Наш поезд стоял на станции Владиславовка, тотчас за Джанкоем. Тут и суждено мне было, перешагнув через смерть, снова вернуться в мир. Об этой болезни я вспоминаю даже с удовольствием — так необычен был виденный мною мир. В декабре месяце 19-го года, ровно двадцать третьего, я почувствовал, что поднимается температура. Зная, что это такое, я собрал мои вещи и передал их на хранение магазинеру. На чемодане наклеил бумажку, на которой написал адрес моих родных, и просил передать, если можно, эти вещи им и, во всяком случае, если я умру, сообщить, где и как это произошло. Сделав это, я ушел в вагон и лег на назначенное мне место; это был вагон третьего класса. Очнулся я шестнадцатого января 20-го года. Как я пришел в себя, расскажу после. Сначала надо сказать, что со мною было. Повторяю, что я до сих пор все вижу, как будто это было наяву. Было у меня два бреда, о которых я помню. Может, были и другие, но о них я напишу немного позже. Только потом я узнал, что вечером меня хватились: Горбов сбежал. Стали искать и не нашли. Утром на следующий день патруль, подбиравший мертвых, сказал, что действительно около нашего вагона он подобрал голого мертвеца и по принятому порядку отнес его в вагон, где их складывали, прежде чем вагон увозили за город, где тела сжигали. Побежали туда и разыскали меня под другими мертвецами. Оказывается, я так замерз, что меня можно было, взяв за ноги, поставить прямо, как замороженную рыбу. Принесли обратно, и я понемногу оттаял. Изо рта у меня выковыряли часы, которые я, разжевав, уже частью съел. Никаких лекарств, кроме водки, не было. Это ли не дает мне оснований думать, что, перешагнув через смерть, я снова вернулся в мир?

Я же видел (повторяю, что этот бред был как бы наяву), что меня забыли взять. Лежал я на носилках около окна на втором этаже на станции. Слышу, как по улице идет великолепный оркестр матросов; все трубы перевиты красными лентами, и играют «Интернационал». Идут стройно, отбивая ногу, здоровенные, крепкие. Кто-то, приоткрыв дверь, говорит мне: «Сейчас будут расстреливать белых. Начнут с тебя», — и закрывает дверь. Помню, как я на цыпочках и пригнувшись, чтобы меня не было видно в окно, потихоньку вышел на улицу и побежал по путям за нашим уходящим поездом. Бегу и вижу прямо перед собою буфер его последнего вагона, над буфером красный фонарь. Бегу и вижу, что не могу догнать его, и меня берет ужас и отчаяние. Наконец, споткнувшись, я упал. Это было простым кошмаром, часто бывающим у людей в бреду, и не стоило бы и говорить о нем, если бы не было этой совершенной реальности. Я утверждаю, что все это я пережил наяву. Вероятно, в этот момент я и сбежал из поезда, и меня подобрали в луже, то есть уже на льду, так как был сильный мороз.

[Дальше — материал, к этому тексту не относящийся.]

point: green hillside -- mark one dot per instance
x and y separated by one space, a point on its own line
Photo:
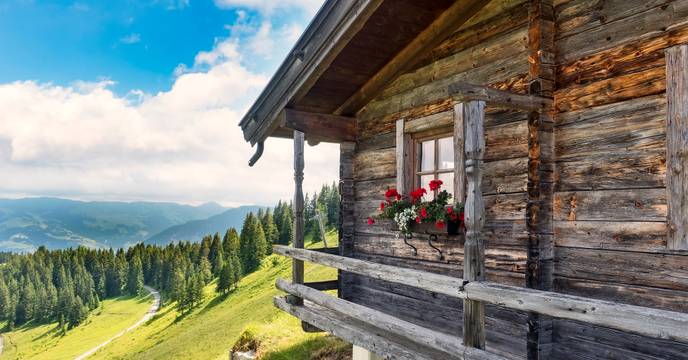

Второй бред, не менее ясный, был короче. Под стеклянным колпаком лежала моя голова; руки проходили сквозь этот колпак, и ими я старался, вытащив собственный язык изо рта, снять с него огромную муху. Помню, как я мучился с нею: никак не мог поймать ее за крылья, а своим жалом она меня все время больно жалила. Наконец, потеряв терпение, я просто язык оторвал. Помню страшную боль, сознание того, что поправить уже ничего нельзя. И это было не как в бреду, а как наяву. Вероятно, это совпало с моментом разжевывания часов.

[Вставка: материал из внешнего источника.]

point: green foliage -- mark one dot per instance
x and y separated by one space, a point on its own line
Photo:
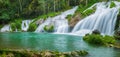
109 39
117 34
88 12
1 26
112 5
32 27
94 39
16 25
98 39
48 28
95 32
69 17
45 16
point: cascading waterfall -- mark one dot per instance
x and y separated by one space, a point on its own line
60 22
5 28
103 19
25 24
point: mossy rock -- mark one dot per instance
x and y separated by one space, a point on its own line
16 25
32 27
97 39
49 28
112 4
96 32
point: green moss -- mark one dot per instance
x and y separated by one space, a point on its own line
32 27
16 25
117 34
49 28
98 39
45 16
69 17
112 5
88 12
1 26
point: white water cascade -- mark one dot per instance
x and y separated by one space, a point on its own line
60 22
103 19
5 28
25 24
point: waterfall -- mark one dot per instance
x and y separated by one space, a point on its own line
25 25
103 20
5 28
60 22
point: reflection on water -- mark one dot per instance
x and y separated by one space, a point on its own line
45 41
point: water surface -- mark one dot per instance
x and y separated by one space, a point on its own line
56 42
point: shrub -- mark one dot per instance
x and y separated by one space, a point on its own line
49 28
117 34
109 39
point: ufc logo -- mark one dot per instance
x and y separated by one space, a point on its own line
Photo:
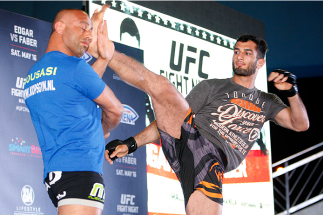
127 198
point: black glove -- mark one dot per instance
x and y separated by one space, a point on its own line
130 142
292 80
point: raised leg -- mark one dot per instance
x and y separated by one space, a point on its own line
169 105
199 204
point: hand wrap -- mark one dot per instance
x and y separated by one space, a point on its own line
130 143
292 80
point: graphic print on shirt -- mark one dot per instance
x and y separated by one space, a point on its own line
238 120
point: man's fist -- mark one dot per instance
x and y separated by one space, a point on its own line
284 81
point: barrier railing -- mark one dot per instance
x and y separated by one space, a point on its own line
299 184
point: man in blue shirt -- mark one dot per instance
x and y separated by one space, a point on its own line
72 110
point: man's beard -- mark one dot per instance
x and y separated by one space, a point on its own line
251 69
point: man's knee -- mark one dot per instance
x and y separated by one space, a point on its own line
161 87
200 204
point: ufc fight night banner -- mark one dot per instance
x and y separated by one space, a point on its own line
186 54
24 41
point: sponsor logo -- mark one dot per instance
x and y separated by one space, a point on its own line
129 115
127 204
27 195
18 91
19 147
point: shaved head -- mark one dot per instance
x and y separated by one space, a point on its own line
71 32
65 16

Очнувшись же и придя в себя, я хотел встать. Оказалось, что ноги не действуют. И не действовали они больше двух месяцев, совершенно никак нельзя было ими двинуть. Потом это прошло понемногу, но два месяца я проходил на костылях. Что было хуже — так это с головою. Помню, что по шрифту я узнавал, какую газету держу в руках, но прочесть не мог. Мог написать любую букву, если мне ее называли, а прочесть ее, произнести — никак. Мне купили грифельную доску, и я со страхом и в полном понимании, что у меня что-то стронулось в голове, начал учить азбуку. Мне все казалось, что со мною говорят не как раньше, а как с больным, и я всех уверял, что не сошел с ума. Меня успокаивали, а я принимал это за желание друзей скрыть от меня мою болезнь Тогда я пустился в обратную сторону: стал всех уверять, что я знаю, что сошел с ума из-за тифа. Люди стали со мною говорить, как с тронувшимся человеком, и я решил, что я-таки сошел с ума. Никак я не мог вырваться из этого круга и мучился этим ужасно.